Re: building mgpp collection from non-ascii

From John R. McPherson
DateThu, 20 Feb 2003 10:16:19 +1300
Subject Re: building mgpp collection from non-ascii
In-Reply-To (4a92919485abcec425681774a5aeca84-www3-mail-post-cz)
r c wrote:
> Hi all,
> I’m trying to build MGPP collection from pages that contain
> non-ascii characters (encoding Windows 1250). Import as well as
> building went smoothly but displayed results contain "cabalistic
> characters" (as soomeone pointed before).
> I’m sure that
> -import was OK (I made 2nd mg collection from the same archive
> files). -encoding preferences for receptionist were set (Windows
> 1250, UTF-8 later on ; mg collection is displayed right)
> The metadata is the only thing I can see well- ie. when I get
> search results there may be displayed First200 metadata which
> contains all non-ascii characters(I read that mgpp doesn’t
> compress metadata by default). I can’t search for strings
> that contain non-ascii characters at all(zero hits).
> Is there anyone who built *mgpp* collection from non-ascii
> encoded files? Please, let me know what I am doing wrong. Here
> are both collects.cfg and some building messages - (interesting
> is the different number of reported bytes for both collections -
> don't be stressed by the rest amount of text).

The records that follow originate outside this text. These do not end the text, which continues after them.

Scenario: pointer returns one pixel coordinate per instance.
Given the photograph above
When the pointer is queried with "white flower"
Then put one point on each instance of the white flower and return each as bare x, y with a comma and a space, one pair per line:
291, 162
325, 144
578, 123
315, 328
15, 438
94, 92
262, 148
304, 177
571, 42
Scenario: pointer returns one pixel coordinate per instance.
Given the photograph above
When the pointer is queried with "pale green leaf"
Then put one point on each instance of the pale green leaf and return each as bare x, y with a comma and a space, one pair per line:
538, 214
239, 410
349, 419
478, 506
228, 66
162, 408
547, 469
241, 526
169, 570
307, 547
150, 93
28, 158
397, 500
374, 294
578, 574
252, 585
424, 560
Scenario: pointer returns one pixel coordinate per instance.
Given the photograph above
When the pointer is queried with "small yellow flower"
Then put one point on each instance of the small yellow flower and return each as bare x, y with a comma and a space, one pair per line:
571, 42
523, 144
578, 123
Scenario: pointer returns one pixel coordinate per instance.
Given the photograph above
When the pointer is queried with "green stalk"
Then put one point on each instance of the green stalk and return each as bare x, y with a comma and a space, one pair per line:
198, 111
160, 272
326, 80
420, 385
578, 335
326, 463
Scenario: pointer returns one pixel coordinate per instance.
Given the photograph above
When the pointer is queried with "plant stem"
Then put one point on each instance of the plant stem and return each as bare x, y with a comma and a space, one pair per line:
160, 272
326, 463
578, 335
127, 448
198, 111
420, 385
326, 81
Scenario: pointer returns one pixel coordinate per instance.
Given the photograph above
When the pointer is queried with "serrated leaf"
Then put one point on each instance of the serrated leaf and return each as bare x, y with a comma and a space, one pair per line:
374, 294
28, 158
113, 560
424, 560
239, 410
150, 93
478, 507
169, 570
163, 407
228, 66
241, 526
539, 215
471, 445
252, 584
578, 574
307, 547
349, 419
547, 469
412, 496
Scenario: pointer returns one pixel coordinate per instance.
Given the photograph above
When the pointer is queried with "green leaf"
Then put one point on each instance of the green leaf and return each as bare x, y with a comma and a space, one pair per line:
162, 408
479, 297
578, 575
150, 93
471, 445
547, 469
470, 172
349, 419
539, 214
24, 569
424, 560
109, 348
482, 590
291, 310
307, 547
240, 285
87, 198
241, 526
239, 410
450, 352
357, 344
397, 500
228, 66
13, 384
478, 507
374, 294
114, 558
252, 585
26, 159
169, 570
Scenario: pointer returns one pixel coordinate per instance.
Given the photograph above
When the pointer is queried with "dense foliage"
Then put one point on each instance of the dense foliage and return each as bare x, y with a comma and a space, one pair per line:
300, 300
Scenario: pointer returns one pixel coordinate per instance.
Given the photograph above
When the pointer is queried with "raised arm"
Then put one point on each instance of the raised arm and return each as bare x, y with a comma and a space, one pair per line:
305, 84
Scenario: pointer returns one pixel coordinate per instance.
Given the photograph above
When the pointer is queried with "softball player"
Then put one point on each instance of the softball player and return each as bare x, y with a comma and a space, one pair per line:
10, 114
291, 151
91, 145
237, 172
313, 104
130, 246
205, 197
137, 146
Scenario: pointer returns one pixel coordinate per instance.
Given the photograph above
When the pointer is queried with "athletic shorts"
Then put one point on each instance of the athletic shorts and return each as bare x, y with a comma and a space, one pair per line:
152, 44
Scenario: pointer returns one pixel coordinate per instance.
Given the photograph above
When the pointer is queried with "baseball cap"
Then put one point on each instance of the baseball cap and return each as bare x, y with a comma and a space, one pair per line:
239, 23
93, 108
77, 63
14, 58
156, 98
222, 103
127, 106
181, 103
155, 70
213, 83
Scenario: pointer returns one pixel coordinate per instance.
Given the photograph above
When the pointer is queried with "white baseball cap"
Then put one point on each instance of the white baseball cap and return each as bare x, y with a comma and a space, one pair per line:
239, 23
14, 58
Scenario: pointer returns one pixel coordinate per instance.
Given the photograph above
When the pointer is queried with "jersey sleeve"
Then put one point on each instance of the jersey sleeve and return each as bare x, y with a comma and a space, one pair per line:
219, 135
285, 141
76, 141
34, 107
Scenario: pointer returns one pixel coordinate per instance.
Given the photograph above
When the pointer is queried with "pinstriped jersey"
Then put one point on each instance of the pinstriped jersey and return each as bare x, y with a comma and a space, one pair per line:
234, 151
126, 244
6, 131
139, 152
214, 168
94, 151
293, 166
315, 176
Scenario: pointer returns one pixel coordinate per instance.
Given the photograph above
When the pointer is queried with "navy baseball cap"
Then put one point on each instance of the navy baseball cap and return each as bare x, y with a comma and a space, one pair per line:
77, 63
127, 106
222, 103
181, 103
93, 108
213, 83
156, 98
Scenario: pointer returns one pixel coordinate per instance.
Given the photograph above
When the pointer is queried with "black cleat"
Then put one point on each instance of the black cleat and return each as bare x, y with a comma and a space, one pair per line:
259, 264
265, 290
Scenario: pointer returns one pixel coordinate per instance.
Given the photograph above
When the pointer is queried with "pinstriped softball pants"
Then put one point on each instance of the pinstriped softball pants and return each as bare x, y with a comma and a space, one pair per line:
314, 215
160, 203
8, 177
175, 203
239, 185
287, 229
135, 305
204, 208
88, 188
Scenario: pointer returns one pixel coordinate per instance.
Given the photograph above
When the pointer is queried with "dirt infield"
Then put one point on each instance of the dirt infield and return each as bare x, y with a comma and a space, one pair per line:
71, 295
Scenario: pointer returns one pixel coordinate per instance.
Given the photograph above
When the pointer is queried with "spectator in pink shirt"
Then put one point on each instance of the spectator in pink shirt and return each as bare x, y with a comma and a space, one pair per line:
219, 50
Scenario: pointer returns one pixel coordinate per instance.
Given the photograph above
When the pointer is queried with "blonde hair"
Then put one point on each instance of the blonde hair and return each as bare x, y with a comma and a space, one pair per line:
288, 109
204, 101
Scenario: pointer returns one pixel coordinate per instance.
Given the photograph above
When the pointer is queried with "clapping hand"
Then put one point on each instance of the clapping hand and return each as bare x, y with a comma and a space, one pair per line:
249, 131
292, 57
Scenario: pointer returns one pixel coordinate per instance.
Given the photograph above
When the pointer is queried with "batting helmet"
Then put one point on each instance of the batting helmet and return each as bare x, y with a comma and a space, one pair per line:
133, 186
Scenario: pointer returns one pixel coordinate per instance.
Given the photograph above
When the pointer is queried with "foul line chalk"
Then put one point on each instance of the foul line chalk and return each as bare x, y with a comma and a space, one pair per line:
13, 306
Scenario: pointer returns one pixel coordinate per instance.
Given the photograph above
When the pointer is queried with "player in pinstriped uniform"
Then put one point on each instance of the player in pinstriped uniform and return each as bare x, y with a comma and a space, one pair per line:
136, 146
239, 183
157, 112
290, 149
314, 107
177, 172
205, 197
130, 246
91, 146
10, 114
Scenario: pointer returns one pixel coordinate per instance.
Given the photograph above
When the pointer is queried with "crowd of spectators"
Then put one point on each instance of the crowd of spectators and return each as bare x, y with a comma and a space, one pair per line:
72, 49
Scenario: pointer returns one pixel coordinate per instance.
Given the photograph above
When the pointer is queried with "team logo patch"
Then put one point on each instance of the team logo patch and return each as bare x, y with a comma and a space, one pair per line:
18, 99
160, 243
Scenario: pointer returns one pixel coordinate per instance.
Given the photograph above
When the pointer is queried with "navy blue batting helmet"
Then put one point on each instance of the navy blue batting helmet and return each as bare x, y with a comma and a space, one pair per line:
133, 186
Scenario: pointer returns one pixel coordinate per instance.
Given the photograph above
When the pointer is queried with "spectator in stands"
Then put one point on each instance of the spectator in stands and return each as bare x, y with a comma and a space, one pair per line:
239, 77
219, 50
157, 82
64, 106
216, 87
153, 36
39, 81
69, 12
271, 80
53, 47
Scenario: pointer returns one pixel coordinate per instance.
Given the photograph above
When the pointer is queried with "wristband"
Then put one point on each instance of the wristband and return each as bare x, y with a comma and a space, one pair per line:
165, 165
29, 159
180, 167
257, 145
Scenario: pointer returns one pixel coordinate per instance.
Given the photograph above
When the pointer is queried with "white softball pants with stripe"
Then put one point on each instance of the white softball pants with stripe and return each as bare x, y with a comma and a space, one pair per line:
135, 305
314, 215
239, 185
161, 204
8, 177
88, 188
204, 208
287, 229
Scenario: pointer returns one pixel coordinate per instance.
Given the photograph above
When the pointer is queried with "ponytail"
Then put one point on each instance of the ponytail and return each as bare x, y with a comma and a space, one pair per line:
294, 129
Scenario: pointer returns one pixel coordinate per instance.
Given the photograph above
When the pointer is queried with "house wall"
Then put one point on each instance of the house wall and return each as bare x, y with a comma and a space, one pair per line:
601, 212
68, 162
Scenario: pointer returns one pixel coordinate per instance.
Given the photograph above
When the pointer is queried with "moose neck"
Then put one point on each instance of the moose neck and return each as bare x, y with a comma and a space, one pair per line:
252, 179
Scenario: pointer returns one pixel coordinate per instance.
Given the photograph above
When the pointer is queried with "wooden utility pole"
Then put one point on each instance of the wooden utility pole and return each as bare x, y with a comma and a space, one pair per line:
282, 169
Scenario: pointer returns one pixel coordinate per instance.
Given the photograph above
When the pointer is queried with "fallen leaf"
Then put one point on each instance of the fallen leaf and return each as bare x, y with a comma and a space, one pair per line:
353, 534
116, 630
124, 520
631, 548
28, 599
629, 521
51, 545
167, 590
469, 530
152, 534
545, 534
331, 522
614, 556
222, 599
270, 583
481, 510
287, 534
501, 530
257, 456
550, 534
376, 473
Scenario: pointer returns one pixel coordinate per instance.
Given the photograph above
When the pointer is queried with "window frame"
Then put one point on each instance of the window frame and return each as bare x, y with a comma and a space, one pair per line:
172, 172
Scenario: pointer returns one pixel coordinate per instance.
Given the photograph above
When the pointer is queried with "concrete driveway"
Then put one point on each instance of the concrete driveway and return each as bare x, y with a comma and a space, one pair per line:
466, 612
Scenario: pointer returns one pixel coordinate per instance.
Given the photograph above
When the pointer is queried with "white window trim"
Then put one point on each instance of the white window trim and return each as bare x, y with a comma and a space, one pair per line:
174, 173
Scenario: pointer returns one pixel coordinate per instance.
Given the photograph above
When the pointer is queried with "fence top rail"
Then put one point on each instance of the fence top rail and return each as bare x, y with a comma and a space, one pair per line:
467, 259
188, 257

I use mgpp successfully on non-ascii collections. I recall there
was a problem where mgpp was returning text as utf-8 instead of
plain unicode, and greenstone ended up mangling some text. I think
this was fixed *after* 2.38 was released, so you can either follow
the instructions on to compile greenstone from
CVS sources, or if that sounds too daunting you will have to
wait for the next stable release, which is currently going through
testing and translation and hopefully isn't too far off.

Hope this helps

John McPherson